Snow Mirror by Daniel Rozin

Daniel Rozin

Daniel Rozin creates interactive installations and sculptures that have the unique ability to change and respond to the presence of a viewer. Although computers are often used, they are seldom visible. Mirrors and mediated perception of the self are central themes for Rozin. In most of his pieces the viewer takes part, actively and creatively, in the performance of his art. Rozin’s work offers us the opportunity to examine our own physicality through a scanner, darkly, as our movements are detected and reproduced by a sensor and projected in pixelated, partially abstracted form before us for our own investigation. In snow mirror the darkened, carpeted chamber into which we step creates a contemplative and relatively private environment, encouraging a deeper meditation, in which the viewer may consider in the fragmented and partial image, at one remove from a standard mirror reflection, the nature of presence and absence, and the fleeting and transient nature of the self.

snow mirror, 2004, computer, custom software, video camera, projector, silk, dimensions variable, Edition of 6. Courtesy of the artist and Bitforms Gallery.

elevation in time by Raphaele Shirley

Raphaele Shirley

Raphaele Shirley’s work creates a space for the artist and viewer that is a refuge, an imaginary artificial landscape that appears to extend infinitely, created from styrofoam blocks. She reclaims the disregarded leavings that are the refuse of our consumer society in much the way that artists lay claim to disused spaces in the liminal areas between residential and commercial districts in space, and between a now-defunct industrial economic use and the future development of condos in time. elevation in time includes not only the relatively traditional materials of wood, marble, and photographs, but sound, light, and infrared sensors.

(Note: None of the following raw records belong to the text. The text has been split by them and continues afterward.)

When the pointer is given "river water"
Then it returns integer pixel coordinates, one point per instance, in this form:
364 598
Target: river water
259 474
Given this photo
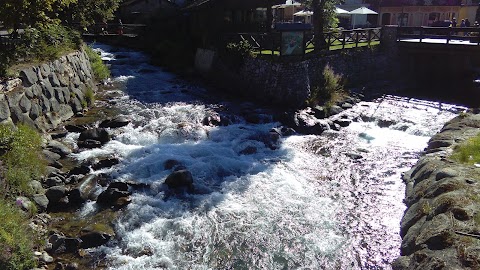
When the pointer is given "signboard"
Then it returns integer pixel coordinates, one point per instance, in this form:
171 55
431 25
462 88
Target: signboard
292 43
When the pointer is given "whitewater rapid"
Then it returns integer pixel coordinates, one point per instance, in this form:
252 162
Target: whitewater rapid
332 201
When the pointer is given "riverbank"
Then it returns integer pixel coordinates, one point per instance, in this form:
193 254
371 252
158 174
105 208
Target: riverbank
441 226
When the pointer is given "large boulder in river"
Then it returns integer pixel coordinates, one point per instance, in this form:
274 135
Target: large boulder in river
95 134
119 121
116 195
180 180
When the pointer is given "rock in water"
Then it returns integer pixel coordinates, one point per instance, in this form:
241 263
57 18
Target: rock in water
180 179
119 121
96 134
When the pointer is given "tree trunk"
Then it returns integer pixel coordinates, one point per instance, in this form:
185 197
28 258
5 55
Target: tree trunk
318 24
269 18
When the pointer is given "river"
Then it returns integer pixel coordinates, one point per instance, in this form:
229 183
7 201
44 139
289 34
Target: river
332 201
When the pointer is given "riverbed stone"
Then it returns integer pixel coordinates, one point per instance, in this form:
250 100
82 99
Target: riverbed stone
54 105
436 233
53 78
105 163
85 190
110 196
55 193
116 122
47 89
76 104
59 94
29 91
98 134
25 104
94 239
45 70
181 179
446 172
59 148
42 201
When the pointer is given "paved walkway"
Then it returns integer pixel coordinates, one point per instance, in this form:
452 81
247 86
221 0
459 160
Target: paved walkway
440 41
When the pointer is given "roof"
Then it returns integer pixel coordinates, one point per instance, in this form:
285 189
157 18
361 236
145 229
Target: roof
233 3
133 2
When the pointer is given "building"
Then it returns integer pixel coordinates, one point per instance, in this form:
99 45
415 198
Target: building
209 20
139 11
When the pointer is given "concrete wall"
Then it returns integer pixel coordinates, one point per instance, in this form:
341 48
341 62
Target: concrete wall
44 96
288 81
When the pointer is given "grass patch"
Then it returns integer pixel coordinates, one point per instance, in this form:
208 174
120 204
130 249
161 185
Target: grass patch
100 70
468 152
21 156
15 239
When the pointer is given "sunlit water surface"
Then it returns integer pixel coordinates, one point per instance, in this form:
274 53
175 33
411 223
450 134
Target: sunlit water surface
316 202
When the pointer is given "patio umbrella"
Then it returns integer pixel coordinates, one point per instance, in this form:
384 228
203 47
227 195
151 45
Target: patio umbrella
361 11
341 11
303 13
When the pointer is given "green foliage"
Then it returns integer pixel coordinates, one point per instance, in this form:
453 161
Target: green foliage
48 42
469 151
100 70
21 157
15 239
89 96
88 12
329 91
25 13
237 52
45 42
242 48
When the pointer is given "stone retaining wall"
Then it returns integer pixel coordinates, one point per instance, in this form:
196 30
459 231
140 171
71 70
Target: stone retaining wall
441 226
44 96
288 81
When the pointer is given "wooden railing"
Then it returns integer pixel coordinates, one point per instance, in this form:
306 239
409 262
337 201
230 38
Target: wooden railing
422 33
111 29
270 43
353 38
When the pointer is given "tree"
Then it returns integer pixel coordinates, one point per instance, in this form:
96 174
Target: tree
15 13
88 12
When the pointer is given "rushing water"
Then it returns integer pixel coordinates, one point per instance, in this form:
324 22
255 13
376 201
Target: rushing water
311 202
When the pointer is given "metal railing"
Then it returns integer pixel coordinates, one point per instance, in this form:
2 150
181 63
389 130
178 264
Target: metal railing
425 34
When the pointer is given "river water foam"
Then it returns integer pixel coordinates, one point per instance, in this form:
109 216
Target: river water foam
332 201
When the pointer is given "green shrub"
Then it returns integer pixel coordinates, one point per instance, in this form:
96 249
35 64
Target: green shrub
469 151
89 96
100 70
329 91
236 53
39 43
48 42
15 239
21 158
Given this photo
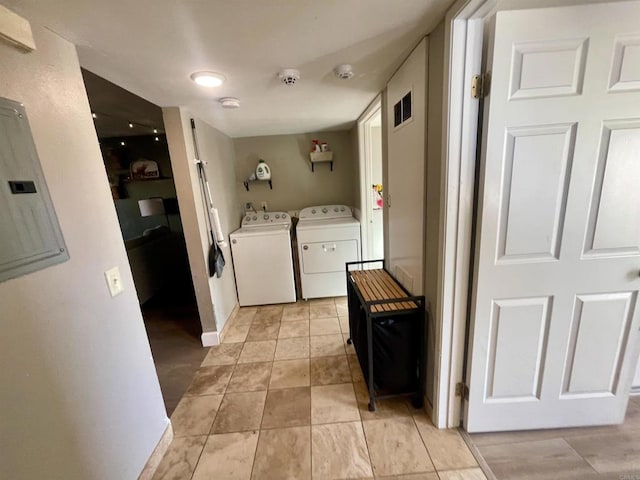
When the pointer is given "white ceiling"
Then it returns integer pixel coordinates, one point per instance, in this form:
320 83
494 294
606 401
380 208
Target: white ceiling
150 47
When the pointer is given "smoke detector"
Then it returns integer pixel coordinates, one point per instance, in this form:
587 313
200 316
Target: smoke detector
289 76
230 102
344 71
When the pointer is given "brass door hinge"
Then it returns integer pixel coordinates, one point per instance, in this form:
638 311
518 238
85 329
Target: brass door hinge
462 390
480 85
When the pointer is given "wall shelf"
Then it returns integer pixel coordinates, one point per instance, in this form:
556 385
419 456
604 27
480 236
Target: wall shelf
247 182
321 157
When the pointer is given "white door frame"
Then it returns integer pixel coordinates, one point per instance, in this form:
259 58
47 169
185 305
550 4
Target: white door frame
463 58
364 154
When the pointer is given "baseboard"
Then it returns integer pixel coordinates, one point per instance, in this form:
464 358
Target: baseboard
156 457
225 327
209 339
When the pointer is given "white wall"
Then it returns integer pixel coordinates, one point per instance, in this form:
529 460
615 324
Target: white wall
406 173
216 297
80 397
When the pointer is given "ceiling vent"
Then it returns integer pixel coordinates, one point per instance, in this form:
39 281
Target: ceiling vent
344 71
289 76
230 102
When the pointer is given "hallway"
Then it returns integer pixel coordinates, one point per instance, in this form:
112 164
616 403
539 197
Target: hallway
284 397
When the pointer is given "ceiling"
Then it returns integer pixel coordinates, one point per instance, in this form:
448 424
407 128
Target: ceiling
150 47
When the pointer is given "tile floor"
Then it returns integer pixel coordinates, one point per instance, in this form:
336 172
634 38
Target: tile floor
284 398
592 453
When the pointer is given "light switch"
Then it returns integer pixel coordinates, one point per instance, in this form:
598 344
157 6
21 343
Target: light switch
114 281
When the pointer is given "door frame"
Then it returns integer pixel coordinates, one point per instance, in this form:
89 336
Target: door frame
364 160
464 38
463 59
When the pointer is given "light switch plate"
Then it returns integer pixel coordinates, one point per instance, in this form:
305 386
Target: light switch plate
114 282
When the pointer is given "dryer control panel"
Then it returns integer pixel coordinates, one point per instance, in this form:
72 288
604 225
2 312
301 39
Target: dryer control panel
261 219
325 211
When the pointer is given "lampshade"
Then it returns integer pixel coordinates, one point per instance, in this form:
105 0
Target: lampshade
151 206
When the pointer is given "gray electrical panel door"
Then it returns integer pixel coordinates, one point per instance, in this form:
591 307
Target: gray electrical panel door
30 236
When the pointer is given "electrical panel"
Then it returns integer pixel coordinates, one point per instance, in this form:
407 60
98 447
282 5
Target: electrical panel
30 236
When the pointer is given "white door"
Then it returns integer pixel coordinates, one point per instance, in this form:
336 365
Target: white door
555 318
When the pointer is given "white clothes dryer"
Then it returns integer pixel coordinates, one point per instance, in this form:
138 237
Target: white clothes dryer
328 237
263 260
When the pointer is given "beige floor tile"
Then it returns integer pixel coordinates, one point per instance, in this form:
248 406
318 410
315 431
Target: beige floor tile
339 451
386 408
466 474
322 310
446 447
609 453
263 331
344 324
349 348
327 345
395 447
291 348
181 458
225 354
227 457
236 333
250 377
340 300
537 460
333 403
290 373
254 352
328 370
294 329
292 449
194 415
244 315
321 301
295 313
324 326
210 380
287 407
354 366
239 412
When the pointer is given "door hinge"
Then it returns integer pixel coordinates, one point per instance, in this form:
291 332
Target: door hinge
462 391
480 85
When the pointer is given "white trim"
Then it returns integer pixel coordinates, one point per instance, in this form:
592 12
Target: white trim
210 339
365 175
463 54
156 456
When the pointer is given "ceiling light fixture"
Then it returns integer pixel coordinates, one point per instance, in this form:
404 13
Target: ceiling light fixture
344 71
208 79
289 76
230 102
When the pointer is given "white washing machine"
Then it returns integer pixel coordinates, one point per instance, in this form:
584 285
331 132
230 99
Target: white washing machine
328 237
263 260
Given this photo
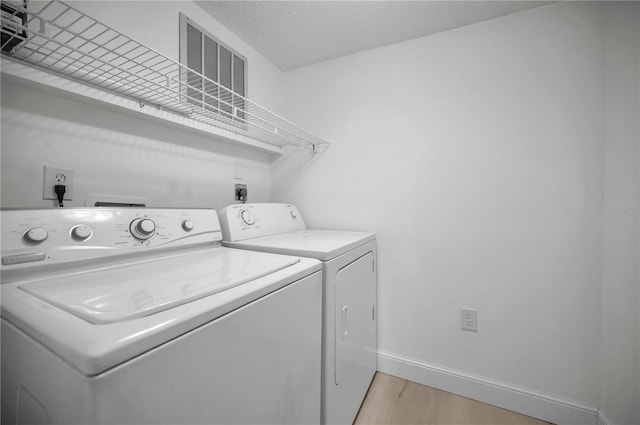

The technological elements heighten the sense that we are looking onto a kind of futuristic moonscape, a cool and peaceful place of contemplation. By creating this controlled environment with its accompanying highly personal soundtrack, Shirley asserts her claim to place in a way that is both physical and psychological, but she also welcomes us into her world, inviting us to catch glimpses of her history by traveling through her soundscape—and travel we would, if it were installed here as intended, as an elevator cab.

elevation in time, 2007, mixed media: digiprints on Dibond backing, wood, incandescent lights,infrared sensors, marble, speakers, amplifiers, CD players, 8' x 4' x 4'. Courtesy of the artist.

15 lawton street, #30, home office area by Eugenie Tung

Eugenie Tung

The distortions of memory and the tension between the traces left and the erasure of her presence in the apartments she has occupied may be seen in Eugenie Tung’s painted photographs. Images of places where she has lived with all signs of her presence removed—furniture, clothes, pictures on the wall—are haunting reminders of the transience of existence and clear illustrations of the transient life of an artist forced to move over and over again in search of space in which to live and work. Her process records the frustrations and futility of the search for stability and the perfect home. Any rental property carries the risk of eviction at the owner’s whim, so any move, if it seeks permanence, is inherently flawed. Tung’s efforts to seamlessly eliminate her belongings carry with them the seeds of eventual failure, as handmade brushstrokes will always show against the smooth, shiny emulsion of a photograph and wet paint will buckle the delicate paper, to say nothing of the difficulty in reproducing with different chemical means the exact colors of the original. Her belongings are “evicted” from her art, but their removal, like her many moves, is (intentionally) imperfect.

15 lawton street, #30, home office area, 2006, acrylic on c-print, 3" x 20". Courtesy of the artist.